Em resposta à suspensão de médicas que trabalhavam no serviço de Aborto Legal do Hospital Vila Nova Cachoerinha, São Paulo, pelo Conselho Regional de Medicina (Cremesp), movimentos que atuam em defesa da justiça reprodutiva organizaram um ato na quinta-feira (16). Durante a manifestação, também foram entregues ao Conselho Federal de Medicina (CFM) uma carta e uma coroa de flores com a frase “em luto pelas mortes de mulheres e crianças causadas pelo CRM que impede o aborto legal e seguro”.
Participaram movimentos de mulheres, associações, sindicatos, mandatos de parlamentares progressistas e ativistas.
“Fomos à frente do Cremesp denunciar a criminalização dos profissionais da saúde, feita pelo conselho, mas também endereçada à Prefeitura de São Paulo, que divulgou prontuários ilegais de pacientes que foram atendidas no Vila Nova Cachoeirinha”, explica ao Catarinas, Tabata Tesser, integrante das Católicas Pelo Direito de Decidir.
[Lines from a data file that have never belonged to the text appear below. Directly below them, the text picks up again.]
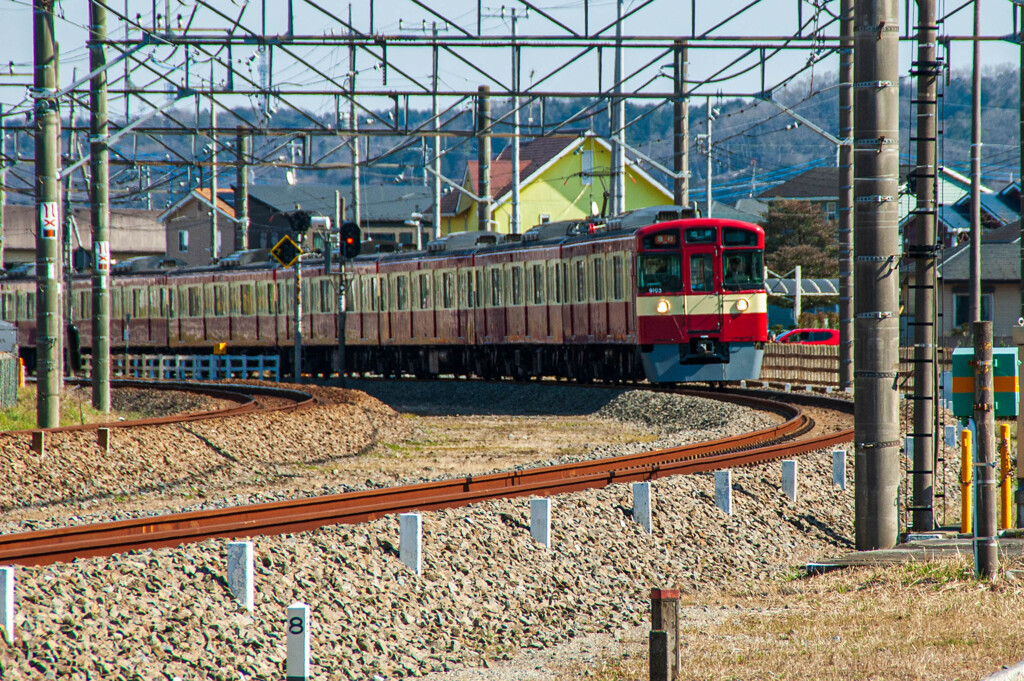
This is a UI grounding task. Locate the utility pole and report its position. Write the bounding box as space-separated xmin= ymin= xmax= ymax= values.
xmin=210 ymin=105 xmax=220 ymax=262
xmin=476 ymin=85 xmax=490 ymax=231
xmin=1014 ymin=1 xmax=1024 ymax=527
xmin=705 ymin=97 xmax=715 ymax=217
xmin=839 ymin=0 xmax=854 ymax=390
xmin=509 ymin=7 xmax=520 ymax=235
xmin=0 ymin=104 xmax=7 ymax=269
xmin=32 ymin=0 xmax=60 ymax=428
xmin=89 ymin=0 xmax=109 ymax=413
xmin=907 ymin=0 xmax=940 ymax=531
xmin=853 ymin=0 xmax=900 ymax=551
xmin=971 ymin=1 xmax=999 ymax=578
xmin=672 ymin=40 xmax=690 ymax=206
xmin=430 ymin=22 xmax=441 ymax=239
xmin=234 ymin=125 xmax=249 ymax=251
xmin=348 ymin=10 xmax=362 ymax=224
xmin=610 ymin=0 xmax=626 ymax=215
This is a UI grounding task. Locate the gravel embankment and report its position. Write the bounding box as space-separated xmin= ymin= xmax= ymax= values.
xmin=0 ymin=384 xmax=853 ymax=680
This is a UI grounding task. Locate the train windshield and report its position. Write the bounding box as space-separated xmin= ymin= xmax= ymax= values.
xmin=637 ymin=253 xmax=683 ymax=293
xmin=722 ymin=251 xmax=764 ymax=291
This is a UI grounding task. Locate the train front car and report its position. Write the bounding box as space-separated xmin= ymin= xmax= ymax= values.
xmin=635 ymin=218 xmax=768 ymax=383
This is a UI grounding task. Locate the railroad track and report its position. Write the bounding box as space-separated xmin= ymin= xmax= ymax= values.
xmin=14 ymin=379 xmax=315 ymax=433
xmin=0 ymin=386 xmax=853 ymax=565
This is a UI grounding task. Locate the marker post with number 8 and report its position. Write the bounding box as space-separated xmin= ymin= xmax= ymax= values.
xmin=285 ymin=602 xmax=309 ymax=681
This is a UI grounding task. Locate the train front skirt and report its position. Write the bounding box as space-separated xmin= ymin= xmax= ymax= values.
xmin=640 ymin=343 xmax=764 ymax=383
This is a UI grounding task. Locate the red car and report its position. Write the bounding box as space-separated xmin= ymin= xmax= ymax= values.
xmin=776 ymin=329 xmax=839 ymax=345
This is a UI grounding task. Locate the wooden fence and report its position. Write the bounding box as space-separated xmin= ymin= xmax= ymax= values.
xmin=761 ymin=343 xmax=952 ymax=391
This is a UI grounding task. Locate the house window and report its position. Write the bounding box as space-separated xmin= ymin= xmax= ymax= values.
xmin=580 ymin=151 xmax=594 ymax=185
xmin=953 ymin=293 xmax=992 ymax=327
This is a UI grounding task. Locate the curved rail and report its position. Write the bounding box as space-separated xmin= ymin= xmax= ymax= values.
xmin=11 ymin=379 xmax=316 ymax=433
xmin=0 ymin=391 xmax=853 ymax=565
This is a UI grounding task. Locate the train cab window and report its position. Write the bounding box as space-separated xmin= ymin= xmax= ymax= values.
xmin=689 ymin=253 xmax=715 ymax=293
xmin=722 ymin=227 xmax=758 ymax=246
xmin=642 ymin=229 xmax=679 ymax=251
xmin=637 ymin=253 xmax=683 ymax=293
xmin=686 ymin=227 xmax=718 ymax=244
xmin=593 ymin=257 xmax=604 ymax=302
xmin=611 ymin=255 xmax=626 ymax=300
xmin=722 ymin=251 xmax=764 ymax=291
xmin=512 ymin=265 xmax=522 ymax=305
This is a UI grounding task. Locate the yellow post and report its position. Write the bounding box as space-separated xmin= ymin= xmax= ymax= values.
xmin=999 ymin=423 xmax=1014 ymax=529
xmin=961 ymin=428 xmax=974 ymax=535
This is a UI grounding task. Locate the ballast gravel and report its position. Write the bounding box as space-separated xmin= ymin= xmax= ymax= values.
xmin=0 ymin=384 xmax=853 ymax=681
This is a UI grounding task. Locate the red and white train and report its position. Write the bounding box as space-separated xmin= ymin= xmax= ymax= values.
xmin=0 ymin=207 xmax=767 ymax=382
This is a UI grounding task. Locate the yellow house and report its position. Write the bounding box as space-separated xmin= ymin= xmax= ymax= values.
xmin=441 ymin=135 xmax=673 ymax=233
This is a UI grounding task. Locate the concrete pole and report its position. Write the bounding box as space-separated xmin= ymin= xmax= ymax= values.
xmin=210 ymin=106 xmax=220 ymax=262
xmin=33 ymin=0 xmax=61 ymax=428
xmin=430 ymin=22 xmax=441 ymax=239
xmin=971 ymin=319 xmax=999 ymax=579
xmin=839 ymin=0 xmax=853 ymax=390
xmin=853 ymin=0 xmax=900 ymax=551
xmin=476 ymin=85 xmax=490 ymax=231
xmin=705 ymin=97 xmax=715 ymax=217
xmin=0 ymin=104 xmax=7 ymax=268
xmin=89 ymin=2 xmax=111 ymax=413
xmin=348 ymin=17 xmax=362 ymax=225
xmin=907 ymin=0 xmax=940 ymax=531
xmin=611 ymin=0 xmax=626 ymax=215
xmin=234 ymin=125 xmax=249 ymax=251
xmin=672 ymin=40 xmax=690 ymax=206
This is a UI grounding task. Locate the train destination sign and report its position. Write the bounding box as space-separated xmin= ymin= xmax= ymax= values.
xmin=270 ymin=235 xmax=302 ymax=267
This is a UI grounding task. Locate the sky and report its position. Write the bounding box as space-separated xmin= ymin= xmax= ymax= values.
xmin=0 ymin=0 xmax=1019 ymax=116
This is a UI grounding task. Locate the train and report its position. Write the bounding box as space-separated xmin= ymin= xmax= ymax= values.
xmin=0 ymin=206 xmax=768 ymax=383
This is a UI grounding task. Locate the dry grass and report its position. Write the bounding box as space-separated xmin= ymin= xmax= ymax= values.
xmin=560 ymin=558 xmax=1024 ymax=681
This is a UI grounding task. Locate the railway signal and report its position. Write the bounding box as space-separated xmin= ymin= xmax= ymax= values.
xmin=341 ymin=222 xmax=360 ymax=259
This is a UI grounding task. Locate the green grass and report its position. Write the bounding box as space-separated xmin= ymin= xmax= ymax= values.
xmin=0 ymin=385 xmax=129 ymax=430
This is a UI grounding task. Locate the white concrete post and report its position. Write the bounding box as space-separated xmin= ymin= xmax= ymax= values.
xmin=0 ymin=567 xmax=14 ymax=643
xmin=529 ymin=499 xmax=551 ymax=549
xmin=715 ymin=470 xmax=732 ymax=515
xmin=633 ymin=482 xmax=651 ymax=533
xmin=285 ymin=602 xmax=309 ymax=681
xmin=833 ymin=450 xmax=846 ymax=490
xmin=782 ymin=459 xmax=797 ymax=501
xmin=944 ymin=426 xmax=959 ymax=448
xmin=227 ymin=542 xmax=253 ymax=612
xmin=398 ymin=513 xmax=423 ymax=574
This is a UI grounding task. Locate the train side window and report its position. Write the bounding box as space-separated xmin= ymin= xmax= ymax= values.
xmin=611 ymin=255 xmax=626 ymax=300
xmin=593 ymin=256 xmax=604 ymax=302
xmin=345 ymin=274 xmax=362 ymax=312
xmin=512 ymin=265 xmax=522 ymax=305
xmin=441 ymin=272 xmax=455 ymax=309
xmin=575 ymin=260 xmax=587 ymax=303
xmin=377 ymin=275 xmax=391 ymax=312
xmin=490 ymin=265 xmax=502 ymax=307
xmin=417 ymin=272 xmax=430 ymax=309
xmin=394 ymin=274 xmax=409 ymax=311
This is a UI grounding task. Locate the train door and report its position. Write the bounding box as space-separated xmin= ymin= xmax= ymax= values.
xmin=683 ymin=244 xmax=722 ymax=334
A socióloga destaca que a atuação do Conselho com a prefeitura configura violação de sigilo médico, além de perseguição e criminalização a quem executa e é atendido no serviço.
Maíra Bittencourt, do coletivo Feminista Sexualidade e Saúde, explica que a ideia do ato foi utilizar elementos para chamar a atenção para a violação de direitos. “É um ato de repúdio à perseguição que o Cremesp vem fazendo em relação ao fechamento do serviço, perseguição às profissionais e retirada de prontuários, também associado à resolução do Conselho Federal de Medicina contra a qual a justiça precisou intervir”, coloca.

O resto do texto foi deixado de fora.